While this challenge won’t be solved overnight, the lack of female engineers and computer scientists has a direct impact on the ad tech industry. Because the majority of companies in this space began as innovative, small technology startups driven by engineers, there is a male-specific bias at the senior level that has been inherent in this sector from the start. Furthermore, the additional time demands and commitment levels associated with working for a startup are often greater than those of a more established business, which could also impact the willingness of women with families to join the industry. Finally, the fact that many of these startups are funded by venture capitalists or angel investors — another male-dominated sector — further perpetuates the issue, as most board members and advisors tend to be men.

TRICKS OF THE TRADE FROM WOMEN IN THE FIELD

While it might seem like the odds are stacked against women in ad tech, it’s important to realize that working in this industry and being a good wife and mother are not mutually exclusive. Women should not have to choose one or the other. This false assumption deprives the industry of very talented individuals, especially when women feel they cannot return after maternity leave because the demands of the company don’t support them when their priorities have shifted to support a healthier work-life balance.

For women who are concerned about not being able to dedicate enough hours to the job, they must understand that when it comes to the working day, less can actually mean more. It’s not possible to equate hours spent at work with output, so if someone is in the office for 12 hours per day, it does not mean they are more effective than someone who is there for seven. What matters is how you control and use this time. It’s important to realize that you are in control of your calendar and success. Rather than leaving your calendar open, use it to book time for key activities such as researching, brainstorming, and keeping up-to-date with the industry — even booking days to leave early in order to spend time with the family — and then stick to your plan (within reason of course). Although it might mean less time in the office than male colleagues, it can also lead to an increase in productivity. Focusing on priorities can make people far more efficient with their time in the office.

For women who do reach a senior level, you must ensure that the key skills you bring to the business are not suppressed, as the response to operating in a male-dominated environment is often to “de-feminize” in an attempt to fit in and be “one of the guys.” Our advice is to reject this premise, realize it’s unnecessary, and understand that it’s a pressure you put on yourself, not something your male co-workers are forcing on you. Have the confidence to accept that you’re different from your male colleagues, and remain true to yourself by using your own skills to add value to the business. This is especially important in a leadership role where authenticity is critical. You must mean what you say and say what you mean in order to gain trust and respect from your team, partners, and clients.

One trick we’ve learned from our male colleagues is to be sure the right people know about our career aspirations. Men are more forthright about articulating their successes and stating exactly where they want their careers to lead. Women can often be more passive, and if you don’t communicate to your boss what you want from your career, he or she might assume you do not want increased responsibilities and the additional pressures they bring.
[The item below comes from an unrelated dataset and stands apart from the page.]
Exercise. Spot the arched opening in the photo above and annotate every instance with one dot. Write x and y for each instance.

As a result, you could be overlooked for career advancement opportunities, even if you are the most qualified person for the role. Speak up from the start, and make sure people clearly know what you want from your career.
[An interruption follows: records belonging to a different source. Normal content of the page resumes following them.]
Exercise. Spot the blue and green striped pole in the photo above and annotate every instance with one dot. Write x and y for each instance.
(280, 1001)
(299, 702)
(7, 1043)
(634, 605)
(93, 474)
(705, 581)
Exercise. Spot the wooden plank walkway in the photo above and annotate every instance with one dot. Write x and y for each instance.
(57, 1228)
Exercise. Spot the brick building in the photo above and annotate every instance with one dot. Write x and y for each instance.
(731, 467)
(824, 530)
As well as being more vocal, when it comes to technology, you can never be too inquisitive. This is critical to anyone’s success. Overcome any fears you have and “dive into the technology.” Sit down with the experts and don’t be afraid to ask questions. Push people to explain things in a way that you can understand and ingest. The more deeply you can understand things, the more valuable you can be to your company.

A LOOK AHEAD: THE FUTURE IS BRIGHT FOR WOMEN

Having more women in senior leadership roles will help address the lack of women in the industry for a number of reasons. First, they can become role models and mentors for other females as they overcome the obstacles traditionally associated with balancing home and work lives successfully. Women in senior roles can relate to the challenges facing other women who are entering the ad tech industry. At the same time, when it to comes to building effective and functioning teams, female bosses are less likely to consider the potential family aspirations of a female employee and will focus instead on what that person can add to the team and whether she is the right person for the job.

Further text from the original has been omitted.